Even more troublingly, Gorsuch indicated that it is actually an unresolved question whether the Eighth Amendment is limited to prohibiting only a smaller subset of punishments where “the State intended its method [of punishment] to inflict such pain.”

The idea that the Eighth Amendment prohibits punishments only when a state intended to inflict pain was proposed in a previous case by Thomas and Justice Antonin Scalia. And while Gorsuch indicated it is unclear whether the Eighth Amendment embodies that standard, he made a point of repeatedly incorporating that standard, signaling his agreement with it.

Bucklew also favorably cited an earlier decision in which Gorsuch had ruled against a criminal defendant—the now infamous case of Dunn v. Ray. In Ray, the Supreme Court lifted a stay on the execution of Dominique Ray. Alabama wanted to—and did—execute Ray, a black, Muslim man, without allowing him an imam in his final moments in the execution chamber. (The prison allowed Christian chaplains into the execution chamber but did not allow Ray an imam.) In a later, related case, Murphy v. Collier, Gorsuch again would have allowed a state to execute a man who was denied a spiritual adviser of his own denomination even when the state offered other death row inmates of other religions—particularly Christianity—such advisers.

Another example was Stokeling v. United States, a decision that expanded the reach of the Armed Career Criminal Act, which subjects certain federal criminal defendants with three or more prior convictions to mandatory minimum terms of 15 years’ imprisonment. There was also Madison v. Alabama, when Gorsuch would have allowed Alabama to execute a man whose mental illness left him with no memory of his crime, and Moore v. Texas, when Gorsuch would have allowed Texas to execute a man with serious adaptive disabilities.

I could go on, but I will list just one more example: Flowers v. Mississippi. In Flowers, a majority of the court ruled that the prosecutor had discriminated on the basis of race while striking jurors from serving on Curtis Flowers’ jury. Over the course of six trials, the same white prosecutor had eliminated 41 of the 43 prospective black jurors. Gorsuch joined Thomas’ dissent, which claimed that Flowers had provided no evidence of racial discrimination at his most recent capital trial.

It is true that Gorsuch sometimes departs from his conservative colleagues and rules for criminal defendants.

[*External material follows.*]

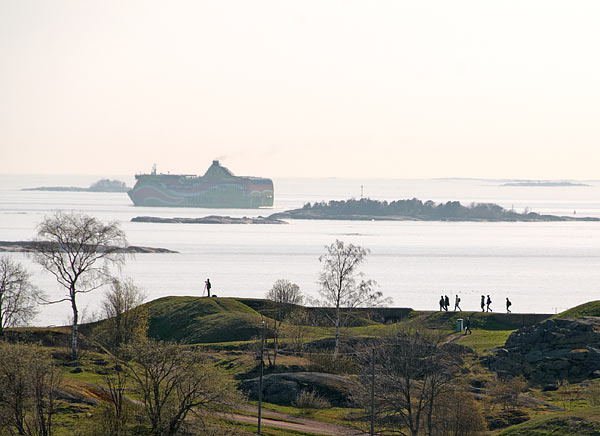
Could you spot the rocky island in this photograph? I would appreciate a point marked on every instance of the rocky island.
(542, 183)
(28, 246)
(103, 185)
(414, 210)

It is also true that his seemingly libertarian instincts lead him to be more friendly to criminal defendants than Justice Brett Kavanaugh. In United States v. Davis, Gorsuch joined the four progressive justices to invalidate a federal criminal statute. And on Wednesday, in United States v. Haymond, he also joined the four progressive justices to invalidate a supervised release provision that would impose new mandatory minimum sentences based on factual finding by a federal judge, rather than a jury. Sometimes Gorsuch even votes for a criminal defendant when his more liberal colleagues, or a more liberal colleague like Justice Stephen Breyer, do not. For example, Gorsuch voted for the defendant in Gundy v. United States when his more liberal colleagues voted for the government. (He admittedly did so on a rationale that would have, in Justice Elena Kagan’s words, made all of government unconstitutional.)

I am a huge fan of the result in Davis, and also of the Sixth Amendment doctrine that Haymond applied. But all of these examples hardly establish that Gorsuch is a friend to criminal defendants. The fact that his aggressive approach to constitutional law, which largely frees him from the constraints of stare decisis, occasionally leads him to reshape the law in ways that favor criminal defendants should not obscure the many times that he has reached out to reshape the law in ways that would meaningfully harm them.

The need to spin a defendant-friendly narrative about Gorsuch reflects a desire for counterintuitive narratives, particularly in a time when we are likely to see ideologically polarized voting in high-visibility, ideological cases.

But just because something is counterintuitive doesn’t mean it’s right.